Women as commodity is a theme that appears in work by Tania Yowson and Gaye Chan. Yowson's mother came to America from the Philippines as a mail order bride, and the artist explores the idea through pictures of headless women in bikinis and dead bugs. The women and bugs are pierced with pins and display on a wall, as an insect collection.
"I wonder who these women are," says Chan, who also investigates women's status as objects of desire.
"They are nameless. We see them for their body parts. I want to know who are these women who will do this -- reduced to just body parts."
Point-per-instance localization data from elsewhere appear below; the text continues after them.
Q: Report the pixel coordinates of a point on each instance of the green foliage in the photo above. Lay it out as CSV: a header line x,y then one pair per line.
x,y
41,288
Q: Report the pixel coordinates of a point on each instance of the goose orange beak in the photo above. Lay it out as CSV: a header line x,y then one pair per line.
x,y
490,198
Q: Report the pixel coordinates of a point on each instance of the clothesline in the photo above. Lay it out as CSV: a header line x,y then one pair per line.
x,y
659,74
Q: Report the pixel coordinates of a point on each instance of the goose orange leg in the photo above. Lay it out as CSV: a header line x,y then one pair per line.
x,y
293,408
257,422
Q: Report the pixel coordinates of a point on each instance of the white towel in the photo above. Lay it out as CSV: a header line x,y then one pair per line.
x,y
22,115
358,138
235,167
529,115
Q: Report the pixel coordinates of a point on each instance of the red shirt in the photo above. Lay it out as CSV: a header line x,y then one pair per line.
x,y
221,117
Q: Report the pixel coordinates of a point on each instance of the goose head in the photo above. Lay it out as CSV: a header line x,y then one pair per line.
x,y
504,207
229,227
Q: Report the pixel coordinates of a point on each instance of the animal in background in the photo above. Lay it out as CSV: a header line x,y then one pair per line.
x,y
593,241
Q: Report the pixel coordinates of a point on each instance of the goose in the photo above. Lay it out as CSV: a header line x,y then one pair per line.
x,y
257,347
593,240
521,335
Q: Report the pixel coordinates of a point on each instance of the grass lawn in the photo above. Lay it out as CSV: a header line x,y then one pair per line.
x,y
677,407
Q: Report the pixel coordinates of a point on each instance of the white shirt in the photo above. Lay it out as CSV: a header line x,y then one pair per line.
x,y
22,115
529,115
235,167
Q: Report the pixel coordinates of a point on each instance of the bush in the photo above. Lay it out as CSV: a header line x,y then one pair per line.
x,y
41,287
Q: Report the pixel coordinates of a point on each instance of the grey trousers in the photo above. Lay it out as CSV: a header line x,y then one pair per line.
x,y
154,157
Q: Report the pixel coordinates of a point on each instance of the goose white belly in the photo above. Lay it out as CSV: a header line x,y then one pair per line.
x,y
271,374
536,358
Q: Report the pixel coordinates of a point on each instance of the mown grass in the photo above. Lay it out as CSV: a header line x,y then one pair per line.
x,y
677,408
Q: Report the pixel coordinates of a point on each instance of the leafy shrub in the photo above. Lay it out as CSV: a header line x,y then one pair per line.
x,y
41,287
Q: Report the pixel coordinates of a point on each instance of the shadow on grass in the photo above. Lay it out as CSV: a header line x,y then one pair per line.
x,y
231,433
Chan used images of nude women from playing cards or downloaded from a web site for her mix-media collages on pages torn from an old book.
In another piece, Chan used old passport photos and a geological survey, all rescued from dumpsters, to compose a collage commenting on the history of Hawaii.
For artists Maile Andrade and Jee Un Kim, the things that women use are the subjects.
Andrade uses five cigar boxes to house items of makeup, sponges, miniature pots and dishes, and a doily shaped as a big-busted woman, while Kim packs a stainless lunchbox with a pair of pantyhose, steel wool and rows of false eyelashes to illustrate the point that women are boxed in by simple and conventional things.